Sea View Coaches site sold for £627,000 ahead of liquidation

Its secured creditor, HSBC, had been paid £172,106 in final settlement. Preferential creditors – who consist of staff and the government’s Redundancy Payments Service – received £2,695 in February.

Money owed to unsecured creditors was originally estimated at £203,797, including £92,946 owed to the business’s own directors.

“There are sufficient realisations for a significant dividend to be paid to the unsecured creditors which will be paid by the subsequently appointed liquidators,” the report said.

Sea View Coaches was originally set up with one coach, mainly to transport staff to and from the Atomic Energy Research Establishment at Winfrith.

It expanded into a successful private hire coach firm, running work, school and leisure trips in the UK and on the continent.

It ran trips to national and international speedway meetings and had been a sponsor of the Poole Pirates speedway team.

Previous reports by administrators said the business traded profitably for decades before running into difficulties in 2016.
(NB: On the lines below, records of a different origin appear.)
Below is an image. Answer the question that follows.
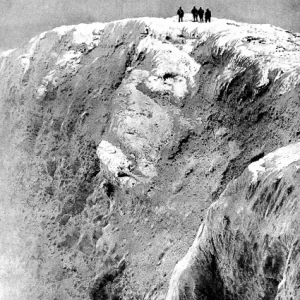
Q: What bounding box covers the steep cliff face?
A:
[0,18,300,300]
[167,143,300,300]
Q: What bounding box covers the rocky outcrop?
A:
[0,18,300,300]
[167,143,300,300]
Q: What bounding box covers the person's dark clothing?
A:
[177,7,184,22]
[191,6,198,22]
[198,7,204,22]
[205,9,211,23]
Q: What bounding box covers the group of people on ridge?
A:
[177,6,211,23]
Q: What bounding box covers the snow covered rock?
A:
[167,143,300,300]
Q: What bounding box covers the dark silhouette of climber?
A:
[191,6,198,22]
[177,6,184,22]
[205,9,211,23]
[198,7,204,22]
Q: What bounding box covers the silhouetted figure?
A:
[177,6,184,22]
[198,7,204,22]
[191,6,198,22]
[205,9,211,23]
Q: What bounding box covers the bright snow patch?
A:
[248,142,300,182]
[0,48,16,57]
[97,140,136,186]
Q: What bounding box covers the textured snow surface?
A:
[248,143,300,181]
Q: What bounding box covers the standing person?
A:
[205,9,211,23]
[191,6,198,22]
[177,6,184,22]
[198,7,204,22]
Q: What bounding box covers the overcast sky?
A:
[0,0,300,50]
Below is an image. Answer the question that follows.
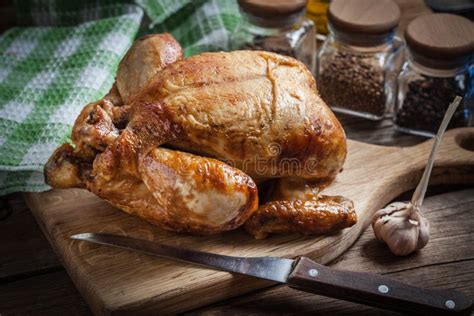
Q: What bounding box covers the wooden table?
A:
[0,115,474,316]
[0,0,474,316]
Some coaches were re-financed and the workforce was cut by half, with many on zero hours contracts or working part time.

A potential buyer for the business reduced their offer at the start of the Covid crisis, prompting the directors to pull out of the deal. The business was placed into administration after other options were discussed.

Mr Vinnicombe and Mr Haskew have now been appointed as liquidators to oversee a creditors’ voluntary liquidation.